La manufacture qu’il dirige glace toujours ses biscuits à la main. Dans son site de Nyon, elle en façonne 450 tonnes par an. Pour rivaliser avec les industriels, qui en produisent la même quantité en deux semaines, la notoriété constitue un défi permanent pour la PME vaudoise. Ainsi, pour conquérir les palais des consommateurs, elle investit quelque 100 000 francs par an dans diverses actions. «La meilleure publicité reste la qualité de nos produits», insiste le dirigeant. Mais ce dernier ne cache pas qu’une nouvelle campagne TV sera organisée en 2015, orientée plutôt sur la marque en général que sur un produit particulier. Et pour toucher encore davantage sa clientèle, la société vient d’ouvrir sa première boutique en propre, au cœur de Genève.

Tante Agathe ne se conjugue guère sur le Web. En effet, pour le fabricant de biscuits, les ventes sur Internet sont quasi insignifiantes. Ainsi, les réseaux sociaux ne sont pas un axe prioritaire, la société a davantage investi dans la sécurité alimentaire et les certifications, nerfs de la guerre de cette industrie.

«Contrairement à il y a dix ans, le marché publicitaire s’est complexifié, souligne le patron de Trio, la plus vieille agence de communication de Suisse. La multiplication des canaux de communication étend désormais l’éventail des moyens à disposition, mais encore faut-il savoir lesquels actionner pour servir au mieux l’intérêt de la marque, tout en conservant un fil rouge. Il faut le dire, les PME sont un peu perdues face à cette nouvelle donne. Elles ne savent pas où mettre les priorités budgétaires.»

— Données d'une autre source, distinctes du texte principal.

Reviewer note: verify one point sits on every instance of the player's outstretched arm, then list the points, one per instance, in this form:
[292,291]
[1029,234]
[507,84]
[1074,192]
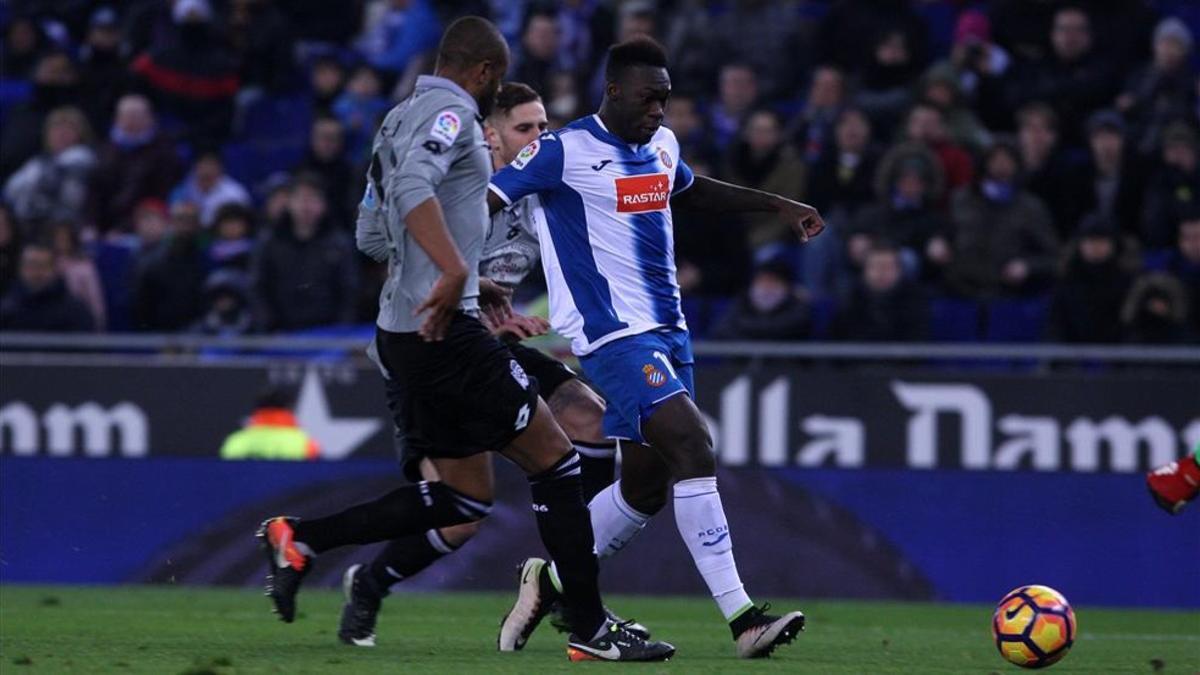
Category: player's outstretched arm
[711,195]
[427,227]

S’offrir une publicité sur un bus sillonnant le Chablais pour 4000 francs par mois ou une seconde de publicité au cinéma pour environ 12 francs, ou encore investir dans les «AdWords», ces mots clés permettant aux PME d’être mieux référencées sur Google, pour 500 francs par mois par exemple? L’an dernier, les dépenses publicitaires en Suisse ont atteint 4,2 milliards de francs, selon la Fondation statistique Suisse en publicité. Sur la même période, Media Focus estime que la publicité en ligne a représenté 642 millions de francs, sans les répertoires en ligne.

Et dans ce flot d’e-mails, d’affiches, de spots, de vidéos, de statuts sur les réseaux sociaux, la créativité constitue une arme imparable. «Rendre la PME sexy, c’est notre rôle, estime Michael Kamm. C’est d’ailleurs l’essence même de la pub: mettre en scène l’entreprise de manière surprenante, comique, non conventionnelle, etc. L’objectif est toujours le même: partir de l’authentique pour différencier l’entreprise vis-à-vis de ses concurrents.»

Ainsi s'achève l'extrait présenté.